Dell has made a tremendous amount of noise in the media over the past few months caused by the ripple effect of its acquisition of EMC. Whether one thinks the merger is a good idea or not, it’s a fact that the merger will have a significant impact on the storage and server industries.
Today, Dell announced plans that will bolster its position in networking.
The move to become a digital organization is a trend that’s now being felt across almost all companies in every vertical. The building blocks of digital are technologies such as cloud, mobile, big data and analytics. What do these have in common? They’re all network-centric, meaning the network plays a key role in the shift to a digital enterprise.
However, with networking, Dell chose to round out its solution with partnerships rather than by making a big acquisition or even a series of smaller purchases. Historically, Dell has relied heavily on partners to compete in networking, so this strategy isn’t a surprise.
Unified management of wired and wireless networks
Mobility is obviously an important part of an organization’s digital strategy, meaning Wi-Fi becomes a strategic technology. However, Wi-Fi will never be the only network in a company, as the Wi-Fi needs to connect back to a wired network. The challenge for many organizations is that the wireless and wired networks need to be managed independently. To solve this problem, Dell has partnered with Aerohive to deliver a cloud-managed solution that offers unified management of Aerohive APs and Dell’s N-Series switches via HiveManager NG, Aerohive’s cloud management tool.
HiveManager NG offers a customizable user interface that provides granular views of all aspects of the Dell and Aerohive network devices, including application traffic, users, policy management and switch status. Dell has other Wi-Fi partners, but Aerohive is the only one that has been integrated at a management level and fulfills on the vision of Dell’s ONE Network solution.

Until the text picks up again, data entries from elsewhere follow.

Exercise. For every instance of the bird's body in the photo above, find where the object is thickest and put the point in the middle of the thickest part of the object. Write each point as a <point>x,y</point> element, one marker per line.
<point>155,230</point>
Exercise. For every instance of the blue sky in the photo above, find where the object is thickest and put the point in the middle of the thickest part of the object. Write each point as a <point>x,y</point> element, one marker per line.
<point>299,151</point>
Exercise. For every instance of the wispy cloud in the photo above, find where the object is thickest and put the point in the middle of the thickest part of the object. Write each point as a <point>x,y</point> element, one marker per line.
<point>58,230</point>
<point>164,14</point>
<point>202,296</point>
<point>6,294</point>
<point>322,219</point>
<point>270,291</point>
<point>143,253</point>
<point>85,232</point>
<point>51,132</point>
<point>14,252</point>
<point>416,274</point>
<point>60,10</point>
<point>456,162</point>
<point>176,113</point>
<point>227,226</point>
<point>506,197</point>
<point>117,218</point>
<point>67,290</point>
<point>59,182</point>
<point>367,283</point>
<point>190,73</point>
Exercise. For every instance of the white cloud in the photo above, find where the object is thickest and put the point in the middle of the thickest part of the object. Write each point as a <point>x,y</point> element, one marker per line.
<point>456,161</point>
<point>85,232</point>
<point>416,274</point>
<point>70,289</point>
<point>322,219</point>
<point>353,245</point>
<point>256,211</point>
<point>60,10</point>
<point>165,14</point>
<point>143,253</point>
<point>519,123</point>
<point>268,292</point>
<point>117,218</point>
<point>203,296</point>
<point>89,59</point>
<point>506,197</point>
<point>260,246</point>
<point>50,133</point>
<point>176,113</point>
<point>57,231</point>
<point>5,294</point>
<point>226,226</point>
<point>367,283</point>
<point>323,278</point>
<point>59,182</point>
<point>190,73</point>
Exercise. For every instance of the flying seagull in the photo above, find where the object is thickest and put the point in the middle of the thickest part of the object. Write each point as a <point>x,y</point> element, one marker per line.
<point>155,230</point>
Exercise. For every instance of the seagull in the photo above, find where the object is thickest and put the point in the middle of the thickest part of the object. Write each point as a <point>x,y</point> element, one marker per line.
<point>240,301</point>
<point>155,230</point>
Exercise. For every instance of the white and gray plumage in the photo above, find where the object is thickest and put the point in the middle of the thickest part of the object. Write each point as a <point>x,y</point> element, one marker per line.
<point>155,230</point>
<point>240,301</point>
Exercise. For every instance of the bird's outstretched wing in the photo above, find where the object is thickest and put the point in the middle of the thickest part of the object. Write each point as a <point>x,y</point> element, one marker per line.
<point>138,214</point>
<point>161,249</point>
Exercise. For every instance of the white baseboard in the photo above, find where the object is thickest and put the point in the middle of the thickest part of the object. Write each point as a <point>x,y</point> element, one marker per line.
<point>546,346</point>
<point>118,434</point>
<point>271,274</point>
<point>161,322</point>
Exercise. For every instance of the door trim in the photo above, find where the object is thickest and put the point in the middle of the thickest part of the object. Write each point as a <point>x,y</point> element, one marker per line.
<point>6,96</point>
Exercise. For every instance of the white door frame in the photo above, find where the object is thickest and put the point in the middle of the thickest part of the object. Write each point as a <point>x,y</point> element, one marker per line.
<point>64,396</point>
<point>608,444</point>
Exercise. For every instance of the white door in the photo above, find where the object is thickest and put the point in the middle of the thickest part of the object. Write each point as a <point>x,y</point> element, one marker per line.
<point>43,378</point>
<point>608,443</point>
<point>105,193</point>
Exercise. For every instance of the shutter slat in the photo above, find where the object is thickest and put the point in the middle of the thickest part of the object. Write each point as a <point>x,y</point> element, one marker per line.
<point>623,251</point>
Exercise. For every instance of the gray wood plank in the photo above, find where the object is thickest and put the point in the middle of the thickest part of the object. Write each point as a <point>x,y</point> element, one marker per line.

Building solutions around OS10
In the data center, Dell has been one of the more aggressive vendors with respect to Open Networking and, like it’s doing in the access space, it is developing solutions based on best-of-breed partners rather than trying to be all things to all people. The company is pushing forward with its Operating System 10 (OS10) by building a number of integrated solutions around it. These include:
- Dell OS10 and OCP SONiC. Dell, Microsoft Azure and other companies made contributions to found the Open Compute Projects (OCP) Software for Open Networking in the Cloud (SONiC) initiative. The goal of the consortium is to open source all the components required to build fully functional network software. Dell’s OS10 base software was built to be a foundational component of SONiC.
- Ansible Tower by Red Hat automates IT processes by adding security, control and delegation capabilities for a number of enterprise use cases, such as application deployment and multi-tier orchestration. OS10 has been integrated into Ansible Tower to enable customers to deploy Dell switches into an automated IT environment.
- F5 combined with OS10 enables load balancing over “active-active” clusters across a wide range of network services for scale out deployments. OS10 integrated into F5’s market-leading application-delivery controllers creates tight integration between network and computing.
- Silver Peak’s SD-WAN solution and OS10 have been integrated to offer greater optimization capabilities between the data center and branch offices across public and private cloud environments.
The networking industry is moving at a speed I haven’t seen since the 1990s when competition was at an all-time high. Every vendor is now trying to prove itself as an open vendor, but there is no bigger proof point to that than the number of ecosystem partners that can work with its solution. Dell’s “partner” approach should enable it to continue to move fast with new solutions why validating the vision it laid out for OS10.